Pfister: From what I have heard from people working on this at CSU, they have a whole lot more problems with storage than with computing capability.
Hengeveld: That’s exactly right.
Pfister: They throw data away because they have no place to put it.
Hengeveld: That’s a fine example of the business problems you have to crack along with the compute problems that you have to crack. There’s a whole infrastructure around those applications that has to grow up.
Pfister: Looking at other questions I had… You wouldn’t call MIC a transitional architecture, would you?
Hengeveld: No. Heavens no. It’s a design point for a set of workloads in HPC and other areas. We believe MIC fits more things than just HPC. We started with HPC. It’s a design point that has a persistence well beyond as far as we can see on the roadmap. It’s not a transitional product.
Pfister: I have a lot of detailed technical questions which probably aren’t appropriate, like whether each of the MIC cores has equal latency to main memory.
Hengeveld: Yes, that’s a fine example of a question I probably shouldn’t answer.
Pfister: Returning to ultimate limits of computing, there are two that stand out, power and bandwidth, both to memory and between chips. Does either of those stand out to you as the sore thumb?
Hengeveld: Wow. So, the guts of that question gets to workload characterization. One of my favorite topics is “It’s the workload, stupid.” People say “it’s the economy, stupid,” well in this space it’s the workload. There aren’t general statements you can make about all workloads in this market.

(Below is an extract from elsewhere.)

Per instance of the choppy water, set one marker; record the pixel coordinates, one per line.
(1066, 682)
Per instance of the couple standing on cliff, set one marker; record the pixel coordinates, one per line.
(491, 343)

Pfister: Yes, HPC is not one market.
Hengeveld: Right, it’s not one market, it’s not one class of usages, it’s not one architecture of solutions, it’s one reason why MIC is required, it’s not invisible. One size doesn’t fit all. Xeon does a great job of solving a lot of it really well, but there are individual workloads that are valuable that we want to dive into with more capability in a more targeted way. There are workloads in the industry where the interconnect bandwidth between processors in a node and nodes in a cluster is the dominant factor in performance. There are other workloads where the bandwidth to memory is the dominant factor in performance. All have to be solved. All have to be moved forward at a reasonable pace. I think the ones that are going to map to exascale best are ones where the memory bandwidth required can be solved well by local memory, and the problems that can be addressed well are those that have rational scaling of interconnect requirement between nodes. You’re not going to see problems that have a massive explosion of communication; the bandwidth won’t exist to keep up with that. You can actually see something I call “well-fed FLOPS,” which is how many FLOPS can you rationally support given the rest of this architecture. That’s something you have to know for each workload. You have to study it for each domain of HPC usage before you get to the answer about which is more important.
Pfister: You probably have to go now. I did want to say that I noticed the brass rat. Mine is somewhere in the Gulf of Mexico.
Hengeveld: That’s terrible. Class of ’80.
Pfister: Class of ’67.
Pfister: Stayed around for graduate school, too.
Hengeveld: When’d you leave?
Pfister: In ’74.
Hengeveld: We just missed overlapping, then. Have you been back recently?
Pfister: Not too recently. But there have been a lot of changes.
Hengeveld: That’s true, a lot of changes.
Pfister: But East Campus is still the same?
Hengeveld: You were in East Campus? Where’d you live?
Hengeveld: I was in the black hall of fifth-floor Bemis.
Pfister: That doesn’t ring a bell with me.
Hengeveld: Back in the early 70s, they painted the hall black, and put in red lights in 5th-floor Bemis.
Pfister: Oh, OK. We covered all the lights with green gel.
Hengeveld: Yes, I heard of that. That’s something that they did even to my time period there.
Pfister: Anyway, thank you.
Hengeveld: A pleasure. Nice talking to you, too.